INDEF: Jangan cepat puas neraca dagang September 2018 surplus



KONTAN.CO.ID - JAKARTA. Badan Pusat Statistik (BPS) hari ini, Senin (15/10) mengumumkan kinerja neraca perdagangan Indonesia.

Dari data yang dirilis BPS menunjukkan bahwa pada bulan September 2018 terjadi surplus perdagangan internasional sebesar US$ 227 juta.

Kendati hal tersebut menggembirakan dan bisa mengurangi tekanan ke nilai tukar rupiah, sejumlah ekonom menilai pemerintah jangan cepat puas dahulu.


Berly Martawardaya, Ekonom UI sekaligus Direktur Program INDEF mengingatkan, proporsi surplus hanya 1,5% dari total ekspor bulan September 2018.

Menurut Berly, surplus terjadi karena impor menurun 13,3 % yang lebih tinggi dari penurunan ekspor sebesar 6,3%. "Jadi bukan karena peningkatan ekspor lebih tinggi dari pada peningkatan impor," kata Berly kepada Kontan.co.id, Senin (15/10).

Kalau ditelaah lebih dalam, lanjut Berly, maka dibanding Agustus 2018 semua tipe perdagangan internasional di September 2018 mengalami penurunan: expor migas turun 12,8 %, expor non-migas turun 5,6 %, impor migas turun 25,2 % dan impor non migas turun 10,7%.

Penurunan impor mesin, mekanik dan listrik sebesar US$ 405,5 juta adalah berkurangnya impor bahan modal/baku yang produktif.

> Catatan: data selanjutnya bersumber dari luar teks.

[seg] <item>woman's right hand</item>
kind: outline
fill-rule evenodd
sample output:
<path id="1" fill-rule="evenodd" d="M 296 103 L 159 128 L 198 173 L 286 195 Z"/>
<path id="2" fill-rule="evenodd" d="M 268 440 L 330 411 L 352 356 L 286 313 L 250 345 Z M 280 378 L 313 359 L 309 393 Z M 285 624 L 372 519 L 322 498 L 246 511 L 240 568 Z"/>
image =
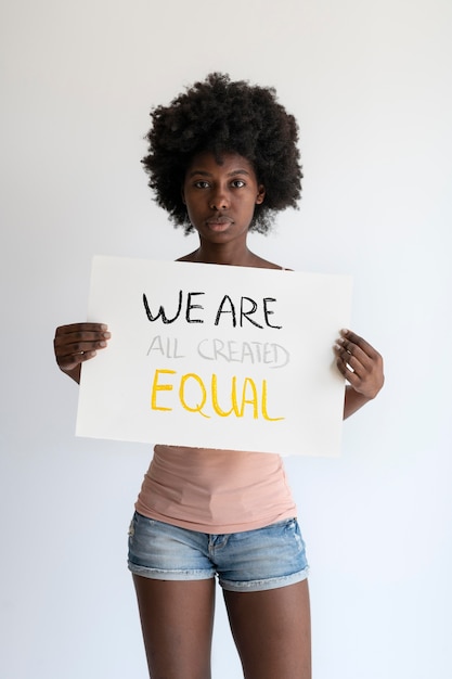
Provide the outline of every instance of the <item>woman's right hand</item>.
<path id="1" fill-rule="evenodd" d="M 108 328 L 103 323 L 60 325 L 53 341 L 60 370 L 80 382 L 81 363 L 93 358 L 98 349 L 105 348 L 109 337 Z"/>

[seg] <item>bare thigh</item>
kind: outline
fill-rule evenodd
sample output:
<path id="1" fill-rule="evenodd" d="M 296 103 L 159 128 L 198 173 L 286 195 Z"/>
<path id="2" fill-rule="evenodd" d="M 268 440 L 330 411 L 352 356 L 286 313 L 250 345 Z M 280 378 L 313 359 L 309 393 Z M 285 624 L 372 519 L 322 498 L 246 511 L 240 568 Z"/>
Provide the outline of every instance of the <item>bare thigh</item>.
<path id="1" fill-rule="evenodd" d="M 152 679 L 210 679 L 215 580 L 133 575 Z"/>
<path id="2" fill-rule="evenodd" d="M 308 581 L 261 592 L 224 591 L 245 679 L 311 679 Z"/>

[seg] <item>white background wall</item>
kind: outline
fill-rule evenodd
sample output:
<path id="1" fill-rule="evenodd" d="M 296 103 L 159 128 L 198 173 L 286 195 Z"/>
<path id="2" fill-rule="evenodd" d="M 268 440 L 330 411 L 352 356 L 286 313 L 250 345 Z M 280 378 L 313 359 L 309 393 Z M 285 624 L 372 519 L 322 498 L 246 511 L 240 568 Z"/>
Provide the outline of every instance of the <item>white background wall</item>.
<path id="1" fill-rule="evenodd" d="M 91 256 L 195 246 L 140 166 L 152 105 L 214 69 L 297 116 L 299 212 L 263 256 L 354 277 L 387 384 L 338 460 L 287 461 L 315 679 L 450 679 L 450 0 L 1 3 L 0 676 L 146 676 L 126 533 L 147 446 L 76 439 L 53 360 Z M 214 677 L 241 676 L 219 598 Z"/>

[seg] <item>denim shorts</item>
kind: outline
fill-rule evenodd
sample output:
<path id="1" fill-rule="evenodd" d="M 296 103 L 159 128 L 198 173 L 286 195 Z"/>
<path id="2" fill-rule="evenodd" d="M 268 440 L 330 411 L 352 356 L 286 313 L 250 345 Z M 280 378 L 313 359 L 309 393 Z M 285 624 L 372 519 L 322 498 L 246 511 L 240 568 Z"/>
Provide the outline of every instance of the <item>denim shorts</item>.
<path id="1" fill-rule="evenodd" d="M 296 518 L 223 535 L 179 528 L 134 513 L 129 529 L 129 569 L 157 580 L 218 576 L 223 589 L 251 592 L 308 577 L 305 542 Z"/>

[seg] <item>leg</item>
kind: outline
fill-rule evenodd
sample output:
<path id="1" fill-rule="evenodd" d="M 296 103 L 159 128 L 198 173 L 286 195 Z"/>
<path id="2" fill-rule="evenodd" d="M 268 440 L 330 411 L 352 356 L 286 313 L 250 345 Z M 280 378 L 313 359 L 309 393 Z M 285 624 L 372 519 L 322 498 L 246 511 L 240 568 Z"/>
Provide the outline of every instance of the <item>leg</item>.
<path id="1" fill-rule="evenodd" d="M 224 591 L 245 679 L 311 679 L 308 581 L 256 592 Z"/>
<path id="2" fill-rule="evenodd" d="M 152 679 L 210 679 L 215 580 L 133 575 Z"/>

Neraca non migas September 2018 surplus US$ 1,3 miliar tapi neraca migas masih defisit US$ 1,07 miliar yang perlu diakui lebih kecil dibanding bulan Agustus yang defisit US$ 1,55 miliar.

Adapun neraca dagang Januari-September 2018 masih defisit sebesar US$ 3,79 miliar yang hanya tertolong sedikit dengan surplus bulan September.

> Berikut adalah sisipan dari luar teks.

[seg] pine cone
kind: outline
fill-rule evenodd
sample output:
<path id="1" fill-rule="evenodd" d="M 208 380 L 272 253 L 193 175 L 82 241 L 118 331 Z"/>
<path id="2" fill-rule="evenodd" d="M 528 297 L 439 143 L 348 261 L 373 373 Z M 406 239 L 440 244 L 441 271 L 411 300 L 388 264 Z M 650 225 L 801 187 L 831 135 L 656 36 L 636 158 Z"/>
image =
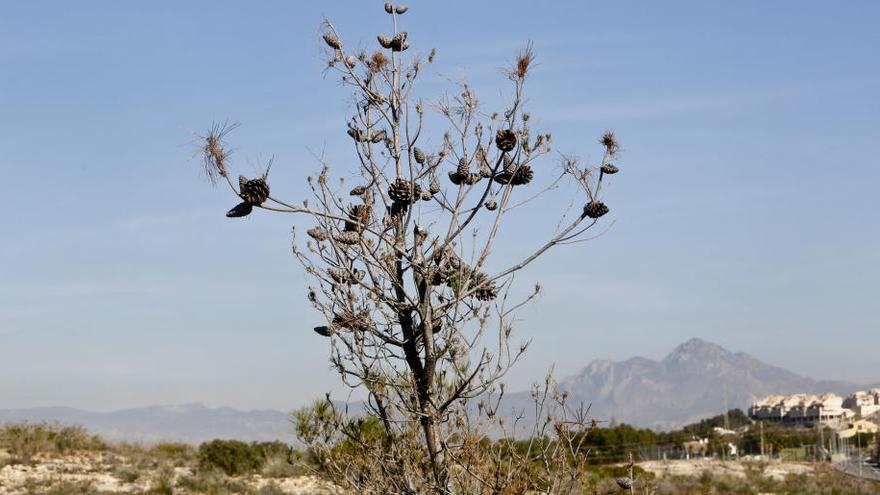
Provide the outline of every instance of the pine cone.
<path id="1" fill-rule="evenodd" d="M 348 276 L 348 270 L 345 268 L 328 268 L 327 274 L 330 275 L 330 278 L 332 278 L 337 284 L 347 284 L 350 279 Z"/>
<path id="2" fill-rule="evenodd" d="M 519 167 L 506 167 L 504 172 L 495 176 L 495 182 L 522 186 L 531 182 L 534 177 L 535 173 L 532 172 L 532 167 L 520 165 Z"/>
<path id="3" fill-rule="evenodd" d="M 620 149 L 620 144 L 617 142 L 617 137 L 611 131 L 606 131 L 605 134 L 602 134 L 599 142 L 602 143 L 602 146 L 605 147 L 605 151 L 609 155 L 616 154 L 617 151 Z"/>
<path id="4" fill-rule="evenodd" d="M 348 218 L 345 222 L 346 232 L 363 232 L 364 228 L 370 223 L 373 215 L 373 209 L 367 205 L 353 205 L 348 209 Z"/>
<path id="5" fill-rule="evenodd" d="M 337 328 L 347 328 L 352 331 L 369 330 L 372 326 L 370 324 L 370 313 L 368 311 L 354 314 L 348 309 L 334 315 L 333 321 L 330 325 Z"/>
<path id="6" fill-rule="evenodd" d="M 248 204 L 260 206 L 269 198 L 269 184 L 263 178 L 247 180 L 239 175 L 238 184 L 241 188 L 238 195 Z"/>
<path id="7" fill-rule="evenodd" d="M 388 197 L 390 197 L 392 201 L 403 204 L 415 203 L 421 195 L 422 186 L 401 177 L 394 179 L 394 182 L 388 187 Z"/>
<path id="8" fill-rule="evenodd" d="M 467 161 L 467 158 L 459 158 L 458 160 L 458 175 L 464 177 L 469 173 L 470 163 Z"/>
<path id="9" fill-rule="evenodd" d="M 316 334 L 322 337 L 332 337 L 336 330 L 334 328 L 328 327 L 327 325 L 322 325 L 319 327 L 315 327 L 314 331 Z"/>
<path id="10" fill-rule="evenodd" d="M 531 182 L 534 177 L 535 174 L 532 172 L 532 167 L 520 165 L 516 172 L 513 173 L 513 177 L 510 178 L 510 183 L 514 186 L 524 186 Z"/>
<path id="11" fill-rule="evenodd" d="M 316 241 L 326 241 L 330 237 L 330 234 L 328 234 L 327 231 L 322 229 L 321 227 L 312 227 L 307 230 L 306 233 L 309 234 L 309 237 Z"/>
<path id="12" fill-rule="evenodd" d="M 226 216 L 229 218 L 237 218 L 237 217 L 246 217 L 251 214 L 254 210 L 254 207 L 248 203 L 239 203 L 235 205 L 235 208 L 226 212 Z"/>
<path id="13" fill-rule="evenodd" d="M 391 48 L 393 40 L 388 36 L 379 35 L 376 39 L 379 40 L 379 44 L 382 45 L 382 48 Z"/>
<path id="14" fill-rule="evenodd" d="M 347 132 L 348 132 L 348 135 L 351 136 L 352 139 L 354 139 L 355 141 L 357 141 L 359 143 L 363 143 L 364 141 L 367 140 L 367 134 L 364 131 L 358 129 L 357 127 L 349 127 Z"/>
<path id="15" fill-rule="evenodd" d="M 438 179 L 436 176 L 431 179 L 431 183 L 428 185 L 428 191 L 431 194 L 437 194 L 438 192 L 440 192 L 440 179 Z"/>
<path id="16" fill-rule="evenodd" d="M 409 209 L 409 203 L 401 203 L 400 201 L 393 201 L 391 203 L 391 207 L 388 208 L 388 216 L 385 217 L 385 226 L 390 227 L 391 222 L 393 222 L 397 218 L 400 218 L 402 215 L 406 214 L 407 209 Z"/>
<path id="17" fill-rule="evenodd" d="M 510 129 L 500 129 L 495 133 L 495 145 L 501 151 L 510 151 L 516 147 L 516 134 Z"/>
<path id="18" fill-rule="evenodd" d="M 489 167 L 489 164 L 486 163 L 485 160 L 480 162 L 480 177 L 486 179 L 492 177 L 492 168 Z"/>
<path id="19" fill-rule="evenodd" d="M 471 287 L 474 287 L 474 297 L 480 301 L 491 301 L 498 297 L 498 287 L 494 280 L 482 272 L 477 272 L 471 279 Z"/>
<path id="20" fill-rule="evenodd" d="M 395 34 L 394 37 L 391 38 L 391 51 L 402 52 L 409 48 L 409 43 L 406 41 L 407 35 L 408 33 L 406 31 L 401 31 Z"/>
<path id="21" fill-rule="evenodd" d="M 339 244 L 353 246 L 360 242 L 361 235 L 358 232 L 340 232 L 333 236 L 333 239 Z"/>
<path id="22" fill-rule="evenodd" d="M 332 34 L 324 35 L 324 43 L 327 43 L 327 46 L 333 48 L 334 50 L 339 50 L 342 48 L 342 43 L 339 41 L 339 38 L 333 36 Z"/>
<path id="23" fill-rule="evenodd" d="M 416 163 L 419 165 L 424 165 L 425 163 L 425 152 L 420 148 L 413 148 L 413 158 L 416 159 Z"/>
<path id="24" fill-rule="evenodd" d="M 603 174 L 608 174 L 608 175 L 614 175 L 619 171 L 619 169 L 617 167 L 615 167 L 614 165 L 612 165 L 610 163 L 606 163 L 605 165 L 602 165 L 601 170 L 602 170 Z"/>
<path id="25" fill-rule="evenodd" d="M 584 213 L 593 219 L 599 218 L 602 215 L 608 213 L 609 209 L 605 206 L 605 203 L 601 201 L 590 201 L 587 203 L 587 206 L 584 206 Z"/>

Untuk menjaga surplus neraca dagang, khususnya migas, jangka panjang di periode naiknya harga minyak dunia, maka dibutuhkan upaya sistematis dan konsisten pemerintah.

Dari segi supply, iklim usaha dan tata niaga migas perlu diperbaiki untuk mendorong investasi dan eksplorasi migas.

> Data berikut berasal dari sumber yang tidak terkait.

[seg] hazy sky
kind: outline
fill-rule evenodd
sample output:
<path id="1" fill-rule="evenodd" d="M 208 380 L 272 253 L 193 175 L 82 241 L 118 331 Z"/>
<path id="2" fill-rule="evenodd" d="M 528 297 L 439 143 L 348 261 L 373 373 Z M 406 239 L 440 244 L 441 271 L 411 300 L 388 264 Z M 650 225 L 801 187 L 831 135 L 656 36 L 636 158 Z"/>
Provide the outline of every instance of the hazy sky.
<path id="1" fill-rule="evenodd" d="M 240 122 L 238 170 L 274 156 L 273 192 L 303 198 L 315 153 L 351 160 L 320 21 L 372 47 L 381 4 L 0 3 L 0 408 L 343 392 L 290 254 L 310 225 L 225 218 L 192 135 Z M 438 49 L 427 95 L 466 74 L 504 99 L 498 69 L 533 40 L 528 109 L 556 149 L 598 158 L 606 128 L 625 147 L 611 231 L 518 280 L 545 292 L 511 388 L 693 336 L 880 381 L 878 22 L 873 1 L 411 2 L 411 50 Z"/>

Dari segi demand, dicoretnya anggaran trem di Surabaya, derasnya investasi pabrik mobil berbahan bakar fosil dan belum jelasnya kebijakan mobil listrik akan meneguhkan sinyal dan ekspektasi akan terus meningkatnya konsumsi BBM dan impor migas Indonesia di masa mendatang. "Sehingga bergantung pada masuknya capital inflow untuk menjaga nilai tukar rupiah," tandas Berly.